The first time I visited him he was a bit withdrawn and reluctant to tell me what he needed but eventually told me a few practical things. I subsequently visited him a few times, each time bringing him something different — some clothes I thought he would like, a stove heater I knew he needed, my toolbox from Tokyo, some chocolates on Valentine’s Day. Now he doesn’t stop chatting to me, although I swear he’s not speaking Japanese because I don’t understand anything he says, but he laughs non-stop and that makes me laugh so somehow we manage to have fun together.
He drove me to a recycle shop in Ishinomaki so we could kit out his kitchen — we got the biggest fridge I have ever seen (and it was worth it just to see his smile), a gas range, a microwave, a sink and cupboard unit, a kotatsu, and a small home shrine. It came to ¥85,000 and I had budgeted ¥100,000 so I gave him the remaining ¥15,000 to pay for an electrician/plumber to help him set it all up.
The recycle shop staff loaded up the back of Kameyama-san’s truck, and held everything down by ropes. They redid everything when I told them we would be driving on Oshika, which has lots of windy roads and hills, but I wasn’t convinced that the massive fridge would still be upright by the time we got there (if it made the journey back at all).
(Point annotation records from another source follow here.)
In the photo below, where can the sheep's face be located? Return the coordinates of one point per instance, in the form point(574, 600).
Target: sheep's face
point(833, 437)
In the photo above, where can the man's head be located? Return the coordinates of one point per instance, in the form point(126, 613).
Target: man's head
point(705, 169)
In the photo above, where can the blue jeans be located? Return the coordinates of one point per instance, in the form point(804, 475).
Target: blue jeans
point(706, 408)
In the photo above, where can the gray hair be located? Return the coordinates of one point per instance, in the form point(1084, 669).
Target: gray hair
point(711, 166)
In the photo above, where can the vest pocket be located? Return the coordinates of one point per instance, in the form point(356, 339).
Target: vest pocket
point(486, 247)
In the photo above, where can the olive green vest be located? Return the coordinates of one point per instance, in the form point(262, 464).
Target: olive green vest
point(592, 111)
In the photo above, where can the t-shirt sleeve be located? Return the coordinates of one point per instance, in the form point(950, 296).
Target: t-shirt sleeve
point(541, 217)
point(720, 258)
Kameyama-san’s driving didn’t help things — he actually went right through a red light with traffic coming from every direction and me shouting “aka aka aka,” which made him laugh even more so we ended up just laughing together the whole way back.
Watching Kameyama-san and his friend unload everything, put it in a wheelbarrow, push it down a hill, over a tiny bridge, and down another hill (this time covered in mud) to the house was a sight I will never forget. We all agreed that the fridge wouldn’t make it so I came back the next day with strongmen Seiji and Hiroyuki, except it had snowed in the night so now the fridge had to make that journey but in the snow — watching these four men carrying the fridge all the way to the house was hilarious. I love the way that Kameyama-san finds fun and laughter in everything he does, and it was such an honour to be a part of it.